The overseas Pinoy can get news from inang bayan (homeland) through various means. When my parents were studying or assigned overseas in the late 50s to the early 60s, news came in through the post, via letters. By then there was a thing called airmail and letters took a week or so to get there. But a mere 30 years back, my grandparents (who were then in a US college) got their mail from steamers. It took more than a month for letters to get there.

Newspapers? Yes one could buy them on street corner news stands or news agents. But to get your news from home my dad once told me, one needed to go to one's country's embassy or consulate, which always had the papers from albeit a week or more late. This was during a time when terrorist threats were far off into the future and information was one of a diplomatic mission's function. These embassy reading rooms served coffee and served an important social function for expats. My dad has a photo of himself reading the Manila Times at the Philippine Embassy in Tokyo. In 1980, I was with my dad in the same embassy and I distinctly remember that the embassy served San Miguel Beer to Pinoy expats in the reading lounge.

When I was in high school and college in the 1980s, these reading rooms and libraries were still in existence in foreign missions in Manila. The American Embassy had the Thomas Jefferson Cultural Center (TJCC) that was open to the general public while the Australian and British embassies had information centres too. I think it was after the WTC bombing in 1993 that embassies closed their reading rooms. The information services of these missions still exist but only through the internet. The TJCC library is still there but is no longer open to the public unless one applies for an appointment and presents credentials as a researcher.

In this post-9/11 world, embassies are the new Krak des Chevaliers of the world. They have to be well defended against attack like the castle of old. The staff wouldn't want their expats and other people to linger in the premises to read the papers. Embassy premises are probably the most dangerous to be in. No beer or coffee obviously. Information will be had on-line. And expats like me have to depend on news from three big Pinoy blurbs. My embassy in Washington is just as secure as any other embassy and I don't think they still have a reading room.

At home I would have very little trouble weighing the news since there are a lot of sources of information. But an expat can get his or her news from the homeland through few channels. It is obvious that on line blurbs have different political leanings. But if there are only 3 or 4 blurbs to read, it would be hard to paint a picture of what really is happening.

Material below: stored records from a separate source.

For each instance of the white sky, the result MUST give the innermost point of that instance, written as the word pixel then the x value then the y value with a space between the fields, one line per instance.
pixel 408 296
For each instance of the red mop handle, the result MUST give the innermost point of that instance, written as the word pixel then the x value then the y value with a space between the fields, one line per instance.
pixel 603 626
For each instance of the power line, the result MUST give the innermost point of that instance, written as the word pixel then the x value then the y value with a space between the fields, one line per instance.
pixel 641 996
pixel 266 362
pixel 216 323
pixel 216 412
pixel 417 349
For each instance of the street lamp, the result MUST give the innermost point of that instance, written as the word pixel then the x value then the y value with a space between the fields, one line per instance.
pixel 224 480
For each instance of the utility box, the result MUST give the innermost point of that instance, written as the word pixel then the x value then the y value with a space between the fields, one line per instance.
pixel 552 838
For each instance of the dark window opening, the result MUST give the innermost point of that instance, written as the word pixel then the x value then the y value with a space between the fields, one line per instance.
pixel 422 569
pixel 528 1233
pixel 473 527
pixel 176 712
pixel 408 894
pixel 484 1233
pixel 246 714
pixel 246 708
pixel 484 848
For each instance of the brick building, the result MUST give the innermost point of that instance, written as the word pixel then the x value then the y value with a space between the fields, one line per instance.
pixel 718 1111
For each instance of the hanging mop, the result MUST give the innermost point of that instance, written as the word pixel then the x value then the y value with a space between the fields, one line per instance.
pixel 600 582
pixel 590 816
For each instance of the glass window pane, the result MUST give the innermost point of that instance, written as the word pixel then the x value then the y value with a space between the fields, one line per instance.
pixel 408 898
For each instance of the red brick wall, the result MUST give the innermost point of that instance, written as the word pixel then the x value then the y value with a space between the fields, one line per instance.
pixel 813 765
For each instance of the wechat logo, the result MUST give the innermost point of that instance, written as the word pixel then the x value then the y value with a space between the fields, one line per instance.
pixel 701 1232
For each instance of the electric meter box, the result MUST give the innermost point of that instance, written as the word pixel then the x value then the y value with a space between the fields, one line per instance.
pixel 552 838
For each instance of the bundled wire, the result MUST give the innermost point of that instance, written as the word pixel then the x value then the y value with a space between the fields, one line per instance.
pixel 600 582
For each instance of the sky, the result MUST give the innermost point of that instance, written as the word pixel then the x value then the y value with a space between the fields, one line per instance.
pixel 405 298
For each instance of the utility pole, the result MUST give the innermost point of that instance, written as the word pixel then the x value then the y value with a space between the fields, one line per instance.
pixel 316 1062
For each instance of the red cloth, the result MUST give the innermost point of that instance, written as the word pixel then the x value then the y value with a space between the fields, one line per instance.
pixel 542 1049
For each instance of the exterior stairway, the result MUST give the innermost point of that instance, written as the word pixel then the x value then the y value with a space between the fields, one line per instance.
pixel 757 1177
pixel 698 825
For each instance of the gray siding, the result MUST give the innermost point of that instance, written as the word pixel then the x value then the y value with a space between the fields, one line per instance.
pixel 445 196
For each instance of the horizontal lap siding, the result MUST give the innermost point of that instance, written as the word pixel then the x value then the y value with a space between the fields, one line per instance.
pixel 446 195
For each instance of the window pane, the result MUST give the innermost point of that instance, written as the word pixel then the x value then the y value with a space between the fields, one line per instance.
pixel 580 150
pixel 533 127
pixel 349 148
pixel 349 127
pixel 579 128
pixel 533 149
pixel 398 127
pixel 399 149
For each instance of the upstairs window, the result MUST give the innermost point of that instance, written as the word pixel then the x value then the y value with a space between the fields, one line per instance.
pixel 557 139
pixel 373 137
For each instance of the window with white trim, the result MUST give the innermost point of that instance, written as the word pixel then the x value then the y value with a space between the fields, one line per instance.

The solution is to email family and friends about the news and hoping they would give an honest assessment. For most part most are. But family and friends don't want to say the unpleasant things! They believe that to put more anxiety on one who is far from home is really not a good idea.

I think all expats have the same problem. Think of an American who gets his or her news only from CNN or FOX? or a Brit who gets his only from BBC? an Aussie who gets her's from Rupert Murdoch's News Corporation?

Perhaps letters through the post are still the best and more personal too!